La ironía inicial que penetra todo el Quijote consiste en que un hidalgo débil pretenda ser caballero andante a los cincuenta años, la edad en la que debiera retirarse, como lo hace don Guillem de Vàroic en Tirant lo Blanc. Desde esa ironía de fondo, se entienden otros ejemplos, como la actitud de Cervantes ante estas afirmaciones de don Quijote: «Yo sé quién soy» (I, cap. 5); «Sabes poco de aventuras; lo que yo digo es verdad y ahora lo verás» (I, 8). «Yo te sacaré de las manos de los caldeos» (I, 10). Unamuno ponía estas frases del caballero como ejemplo de la conciencia de la propia personalidad. Pero en el texto de Cervantes las afirmaciones del andante no expresan una teoría de la personalidad, sino la ceguera de un pobre loco, inconsciente de su verdadera situación en el mundo.

En la segunda parte, don Quijote es ya caballero. Su lugar sigue siendo la aldea, pero la aldea tiene ahora plebeyos, hidalgos y caballeros, estamento social ausente en la primera parte. El Toboso se convierte en «la gran ciudad del Toboso» (II, 8) y Dulcinea en la reina de toda la hermosura y el poder. De hecho, don Quijote habla de ella en términos místicos: «Cualquier rayo que del sol de su belleza llegue a mis ojos alumbrará mi entendimiento y fortalecerá mi corazón, de modo que quede único y sin igual en la discreción y en la valentía» (II, 8). Como luz iluminará su mente, y como fuerza moverá su corazón, siendo para el caballero la fuente de la prudencia templada y del valor justo. En la primera parte el hidalgo había visto por lo menos cuatro veces a Aldonza Lorenzo y la elevó a dama de sus pensamientos. Sancho también la conocía y sabía que era «moza de chapa y de pelo en pecho» (I, 25).
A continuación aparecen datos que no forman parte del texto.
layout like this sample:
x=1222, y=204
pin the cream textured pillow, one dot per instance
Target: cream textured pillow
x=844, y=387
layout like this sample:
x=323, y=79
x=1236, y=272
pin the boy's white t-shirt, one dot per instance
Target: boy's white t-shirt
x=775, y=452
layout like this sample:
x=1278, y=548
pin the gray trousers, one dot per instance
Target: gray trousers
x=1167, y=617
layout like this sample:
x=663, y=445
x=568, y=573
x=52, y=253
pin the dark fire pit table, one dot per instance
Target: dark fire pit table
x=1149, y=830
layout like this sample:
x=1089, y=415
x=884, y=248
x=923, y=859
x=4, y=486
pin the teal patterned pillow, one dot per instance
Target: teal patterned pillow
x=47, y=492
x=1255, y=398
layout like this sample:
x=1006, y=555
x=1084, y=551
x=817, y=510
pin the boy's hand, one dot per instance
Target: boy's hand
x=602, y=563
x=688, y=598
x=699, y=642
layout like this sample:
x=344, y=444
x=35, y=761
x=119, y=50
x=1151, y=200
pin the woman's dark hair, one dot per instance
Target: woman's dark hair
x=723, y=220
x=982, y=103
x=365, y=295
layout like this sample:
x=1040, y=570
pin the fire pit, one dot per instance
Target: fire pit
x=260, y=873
En la parte segunda ni don Quijote ni Sancho han visto nunca a la labradora manchega (II, 9). La nueva dama, fruto de la fantasía o del deseo, condensa la idea que preside la nueva postura de don Quijote: en la primera parte se deja llevar de la ilusión; en la segunda, de la alucinación (II, 32). La ilusión se funda en una realidad percibida; la alucinación es ya vida en un orbe de pura fantasía; el caballero vive en su mundo imaginado y ya no necesita elevar al cosmos ideal las realidades prosaicas que encuentra en su camino.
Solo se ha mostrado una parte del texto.